FleurDuMal - 23 Apr 2021 10:09:58 (#16 of 463)

New York is near Summerbridge in North Yorkshire.

breakfast - 23 Apr 2021 10:10:07 (#17 of 463)

Ally fax sounds more Northern to me than Leeds really. Leeds is a peculiar name.

Sabacious - 23 Apr 2021 10:11:10 (#18 of 463)

Leeds is in Kent, of course.

FleurDuMal - 23 Apr 2021 10:11:18 (#19 of 463)

I remember embarrassing myself massively when Argentina invaded the Falklands.

I thought they were off the coast of Scotland.

quartus - 23 Apr 2021 10:11:46 (#20 of 463)

Newton St Boswells sounds archetypically Southern English to my ears, but it's in the Scottish Borders.

FleurDuMal - 23 Apr 2021 10:12:07 (#21 of 463)

Leeds is a peculiar name.

We posh folk still refer to it as ‘Leodis’.

breakfast - 23 Apr 2021 10:12:54 (#22 of 463)

The name derives from the old Brythonic word Ladenses meaning "people of the fast-flowing river", in reference to the River Aire that flows through the city.

Like the Aire is fast.

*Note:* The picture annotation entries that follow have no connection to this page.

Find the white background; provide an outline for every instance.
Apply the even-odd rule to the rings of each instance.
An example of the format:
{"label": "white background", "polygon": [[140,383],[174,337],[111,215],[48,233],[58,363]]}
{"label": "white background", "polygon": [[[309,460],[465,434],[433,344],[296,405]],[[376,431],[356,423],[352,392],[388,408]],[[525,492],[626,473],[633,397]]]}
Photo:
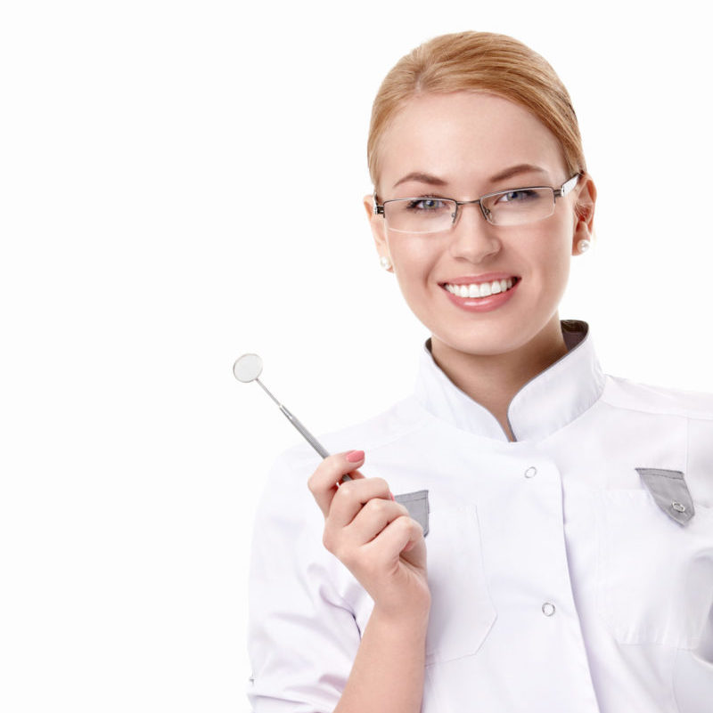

Pfft.

pranzingfrogg - 23 Apr 2021 10:15:57 (#23 of 463)

For a while in my young days I was sure Torquay was in France (probably mixing it up with Le Touquet).

And I still don’t accept that Fitzrovia is in London. It’s an exotic behind the times principality next door to Ruritania.

RosyLovelady - 23 Apr 2021 10:18:28 (#24 of 463)

Saltaire is a daft name.

breakfast - 23 Apr 2021 10:19:07 (#25 of 463)

Drop a letter and it could be in Scotland.

Tomnoddy - 23 Apr 2021 10:19:33 (#26 of 463)

Leith Hill shouldn't be where it is.